Examples of buff
Examples of buff
Where does buff come from?
Before we get into all the different things buff can mean as a slang term, it’s helpful to go all the way back to the beginning. Buff, as you may have guessed, comes from buffalo. In the 1570s, buff leather referred to buffalo-skin leather, which is particularly thick and soft.
By the early 1600s, buff came to refer to nudity (as in in the buff) because of the association with naked (white) bodies and the creamy, light-yellow leather of buff.
Archery in the buff pic.twitter.com/S8JyoRdTVT
— Sam G. Brady (@SamGBrady1) November 24, 2018
In the 1800s, buff leather cloths were used to polish metals.
Buff became a verb by 1849 for polishing things to make them shiny and more attractive. It’s this sense of buff—”to polish and make attractive,” sometimes with actual oil—that people had in mind in the 1980s when they referred to someone who was physically fit as buff. This term was particularly applied to people who had big, bulging muscles (think Arnold Schwarzenegger) because, well, they look kind of shiny and attractive.

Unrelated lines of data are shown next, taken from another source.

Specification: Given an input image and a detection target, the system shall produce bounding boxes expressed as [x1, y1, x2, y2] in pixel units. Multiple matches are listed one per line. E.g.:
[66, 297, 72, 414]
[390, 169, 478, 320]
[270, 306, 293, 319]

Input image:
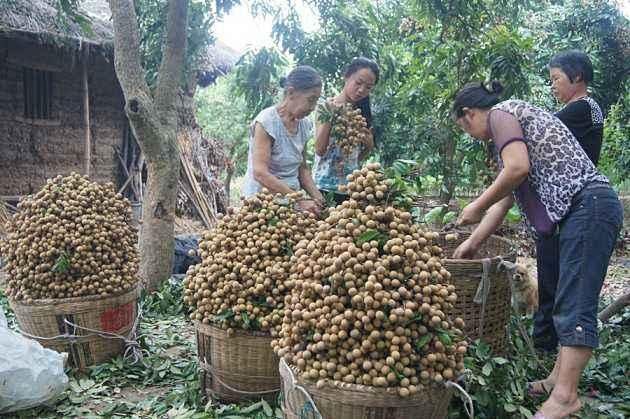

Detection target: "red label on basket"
[101, 301, 134, 332]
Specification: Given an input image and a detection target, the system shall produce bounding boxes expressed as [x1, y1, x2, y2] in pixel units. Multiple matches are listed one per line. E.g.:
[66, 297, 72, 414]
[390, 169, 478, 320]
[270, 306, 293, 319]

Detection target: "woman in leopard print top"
[453, 82, 622, 419]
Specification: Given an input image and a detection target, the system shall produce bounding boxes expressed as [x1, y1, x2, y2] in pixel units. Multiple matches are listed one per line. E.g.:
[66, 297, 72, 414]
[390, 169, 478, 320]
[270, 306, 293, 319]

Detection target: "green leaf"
[214, 309, 234, 322]
[52, 252, 70, 274]
[518, 406, 534, 418]
[436, 329, 453, 346]
[356, 229, 381, 246]
[481, 362, 492, 377]
[503, 403, 517, 413]
[240, 401, 262, 413]
[389, 366, 405, 381]
[442, 211, 457, 224]
[405, 313, 422, 326]
[416, 333, 433, 351]
[424, 207, 445, 224]
[241, 311, 252, 329]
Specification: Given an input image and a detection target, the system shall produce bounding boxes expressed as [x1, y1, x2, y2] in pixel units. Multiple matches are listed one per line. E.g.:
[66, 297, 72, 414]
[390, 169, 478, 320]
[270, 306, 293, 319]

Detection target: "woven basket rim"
[9, 282, 142, 307]
[193, 320, 272, 338]
[287, 363, 448, 402]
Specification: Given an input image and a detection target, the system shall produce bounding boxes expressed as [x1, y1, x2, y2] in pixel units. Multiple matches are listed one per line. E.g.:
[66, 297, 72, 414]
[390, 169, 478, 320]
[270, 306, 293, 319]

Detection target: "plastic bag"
[0, 309, 68, 414]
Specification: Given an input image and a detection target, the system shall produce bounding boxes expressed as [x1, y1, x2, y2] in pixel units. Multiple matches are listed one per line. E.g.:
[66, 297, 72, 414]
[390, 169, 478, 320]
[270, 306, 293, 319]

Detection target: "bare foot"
[527, 378, 555, 397]
[539, 392, 582, 419]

Buff, for “strong and muscular,” is what gamers had in mind in the mid-1990s when they began to buff up their characters in role-playing games. Early references to buffing up players come from games like Ultima Online, where gamers would exchange tips on how to exploit rules to buff stats so their avatars would be harder, better, faster, stronger. The opposite of buffing a player is nerfing them (i.e., making them weaker, such as foam Nerf toy guns).
Finally, to understand how buff came to refer to someone with a particular interest and passion for something (like, say, a history buff), we have to go back to 1800s America. There weren’t standing fire departments in most cities, then, so instead, young men had to volunteer. These temporary firefighters became known in New York in the 1830s as fire buffs for the buff uniforms they wore.

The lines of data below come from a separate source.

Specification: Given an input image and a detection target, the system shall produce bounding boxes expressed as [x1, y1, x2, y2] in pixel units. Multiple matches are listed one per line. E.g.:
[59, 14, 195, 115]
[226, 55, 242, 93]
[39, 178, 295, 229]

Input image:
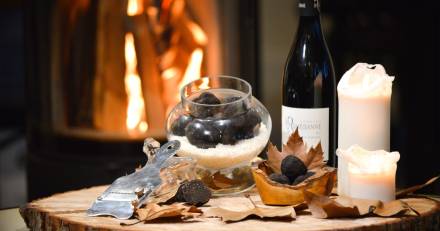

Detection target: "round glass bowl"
[167, 76, 272, 195]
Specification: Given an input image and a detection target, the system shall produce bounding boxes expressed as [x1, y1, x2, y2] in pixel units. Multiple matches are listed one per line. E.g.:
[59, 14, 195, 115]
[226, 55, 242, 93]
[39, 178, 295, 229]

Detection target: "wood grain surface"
[20, 186, 440, 231]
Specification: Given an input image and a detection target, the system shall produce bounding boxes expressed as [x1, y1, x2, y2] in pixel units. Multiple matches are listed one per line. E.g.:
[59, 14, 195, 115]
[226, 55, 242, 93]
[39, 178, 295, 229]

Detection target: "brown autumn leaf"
[304, 191, 412, 218]
[135, 203, 202, 221]
[204, 197, 296, 221]
[147, 162, 193, 204]
[267, 129, 325, 173]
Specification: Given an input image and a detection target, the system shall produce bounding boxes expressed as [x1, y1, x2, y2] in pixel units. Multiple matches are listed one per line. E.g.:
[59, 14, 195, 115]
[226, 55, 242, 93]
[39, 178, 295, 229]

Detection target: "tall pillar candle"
[338, 63, 394, 195]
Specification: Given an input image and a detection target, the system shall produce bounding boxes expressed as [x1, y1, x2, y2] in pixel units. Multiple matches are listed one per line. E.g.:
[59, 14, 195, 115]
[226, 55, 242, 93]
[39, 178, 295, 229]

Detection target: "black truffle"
[190, 92, 221, 118]
[171, 115, 193, 136]
[185, 119, 221, 148]
[292, 172, 315, 185]
[281, 155, 307, 182]
[174, 180, 211, 206]
[269, 173, 290, 184]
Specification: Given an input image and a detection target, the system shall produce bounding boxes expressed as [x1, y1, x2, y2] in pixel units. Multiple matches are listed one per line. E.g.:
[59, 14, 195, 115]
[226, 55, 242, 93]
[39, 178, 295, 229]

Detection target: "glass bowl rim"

By 1915, the term buff had spread to other domains to refer to an amateur enthusiast about anything, like a sports buff who can tell you the stats of every Pittsburgh Steeler dating back to the 1960s.
Who uses buff?
The meaning of buff varies widely depending on context.
While it sounds a bit dated these days (the expression is from the 1600s, after all), you can still refer to someone who is naked as being in the buff—usually with that specific phrasing. It’s a slightly more polite or humorous way to refer to nudity.
– I just told my wife that I saw some old photos of Bryan Cranston on set, in the buff.
– Breaking Bad nudes?
– No she seemed quite pleased tbh.
— Pablo Egglescobar (@pauleggleston) May 31, 2019
Whether you use an actual buff-leather cloth or not, polishing something to make it shine is still referred to as buffing it. Sometimes it’s modified with an intensifying up, as in to buff up something. This verb is transitive, so you’ll usually want to clarify what is being buffed (e.g., The choir boy buffed up his dress shoes).
Buff as an adjective usually refers to someone who is physically quite fit. It can also refer just generally to someone who is attractive, usually because of their physique, as in Dwayne “The Rock” Johnson is so buff.
In the gaming world, and especially MMORPGs, a buff player is one that has been improved in some way, either within the rules of the game, or not. You can cast a spell or use a potion to make your player buff—or you could use a cheat. You can also give a buff to someone else, as it’s said, meaning you give them an item to help them out.
When you're playing an MMO and a nice rando heals you or gives you a buff pic.twitter.com/tAQm8iuOq2
— Chwistopher (@Loudwindow) November 25, 2018
Using buff for someone with a deep, if amateur, knowledge of a subject typically requires a description of what they’re interested in. There are history buffs, butterfly buffs, or fitness buffs.